Mamoor Ahmad

Posted on Apr 25 • Edited on May 9

The Ultimate System Design Interview Cheatsheet (Visual Guide)

#ai #webdev #productivity #beginners

System design interviews can feel overwhelming — there's a mountain of concepts, and you never know which ones will come up. I put together a visual cheatsheet that covers the most essential topics, organized so you can see the big picture at a glance. 👇

Here's a topic-by-topic breakdown of everything on it. 🚀

1️⃣ Non-Functional Characteristics

Before designing anything, clarify the -ilities: availability, scalability, reliability, maintainability, latency, throughput, and consistency. These drive every architectural decision you'll make. 🎯

💡 Interview tip: Always ask about expected scale (QPS, data size, latency SLAs) before diving into a design.

2️⃣ CAP Theorem

You can only guarantee two of three:

🔄 Consistency — every read gets the latest write
✅ Availability — every request gets a response
🌐 Partition Tolerance — the system works despite network splits

In distributed systems, P is non-negotiable, so you're really choosing between CP (banking, inventory) and AP (social feeds, DNS).

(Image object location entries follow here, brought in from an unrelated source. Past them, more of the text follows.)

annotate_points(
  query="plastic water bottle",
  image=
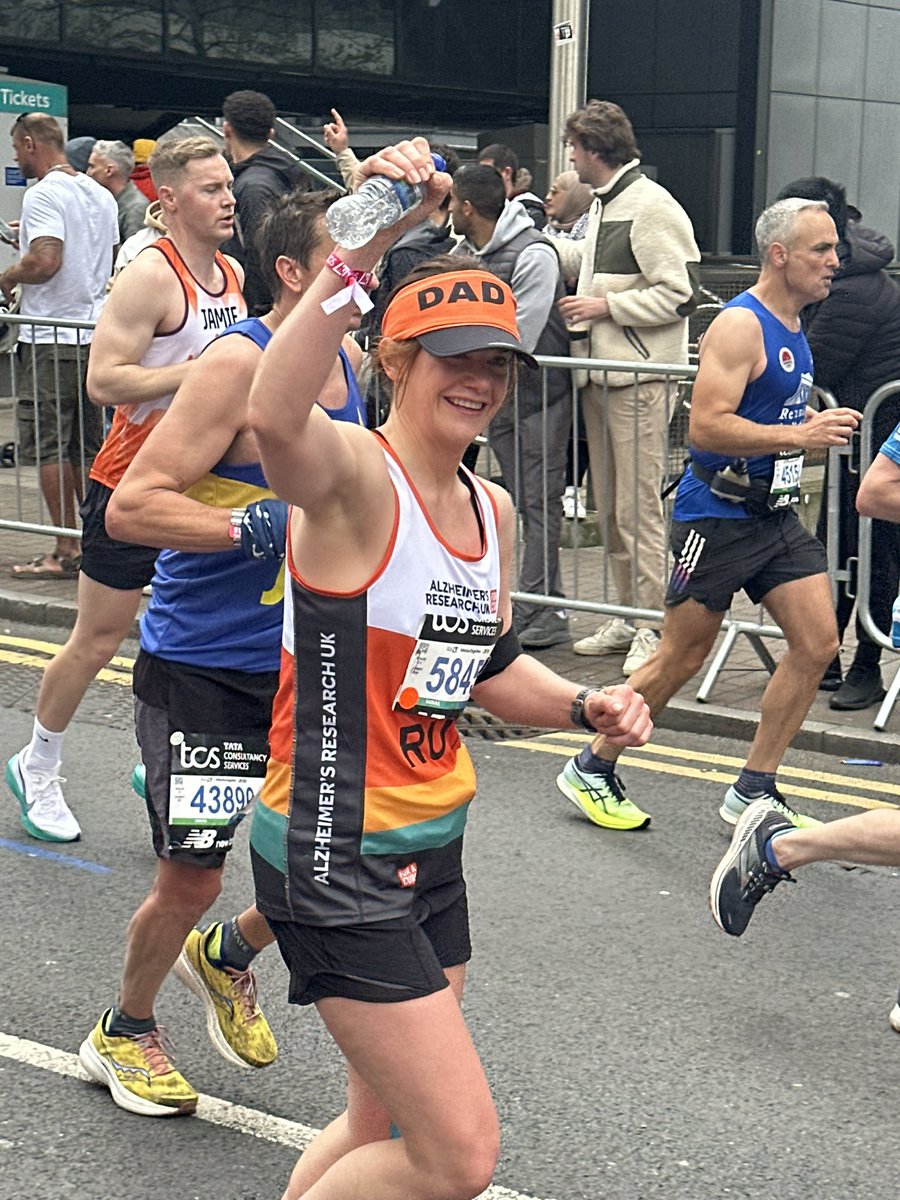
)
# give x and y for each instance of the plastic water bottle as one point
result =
(381, 202)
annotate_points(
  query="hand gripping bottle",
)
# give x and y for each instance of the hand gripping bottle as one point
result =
(381, 202)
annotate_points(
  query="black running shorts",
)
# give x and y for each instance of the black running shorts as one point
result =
(717, 557)
(382, 963)
(204, 736)
(115, 564)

3️⃣ Horizontal vs. Vertical Scaling ⚖️

	📈 Vertical	📊 Horizontal
How	Bigger machine	More machines
Limit	Hardware ceiling	Theoretically unlimited
Cost	Exponential	Linear-ish
Complexity	Low	High (needs load balancing, data partitioning)

Most production systems use horizontal scaling — it's the only way to handle massive traffic. 🏗️

4️⃣ DNS (Domain Name System) 🌍

DNS translates human-readable domains to IP addresses. Key concepts:

🔍 Recursive resolvers do the heavy lifting
⏱️ TTL controls caching duration
🗺️ Geographic DNS routes users to the nearest data center

For system design, think about DNS as your first layer of traffic routing. 🛣️

5️⃣ Load Balancing ⚖️

Distributes traffic across multiple servers. Common algorithms:

🔄 Round Robin — simple rotation
📉 Least Connections — route to the least busy server
🔗 IP Hash — sticky sessions by client IP
⚖️ Weighted — more traffic to beefier servers

Works at Layer 4 (TCP) or Layer 7 (HTTP). Use health checks to automatically remove dead backends. 🏥

6️⃣ API Gateway 🚪

A single entry point for all client requests. Handles:

🔐 Authentication & authorization
🚦 Rate limiting
🛤️ Request routing & transformation
🔒 SSL termination
📝 Logging & analytics

Think of it as the front door to your microservices architecture. 🏠

7️⃣ Content Delivery Network (CDN) 🌐

Caches static assets (images, CSS, JS, video) at edge locations close to users.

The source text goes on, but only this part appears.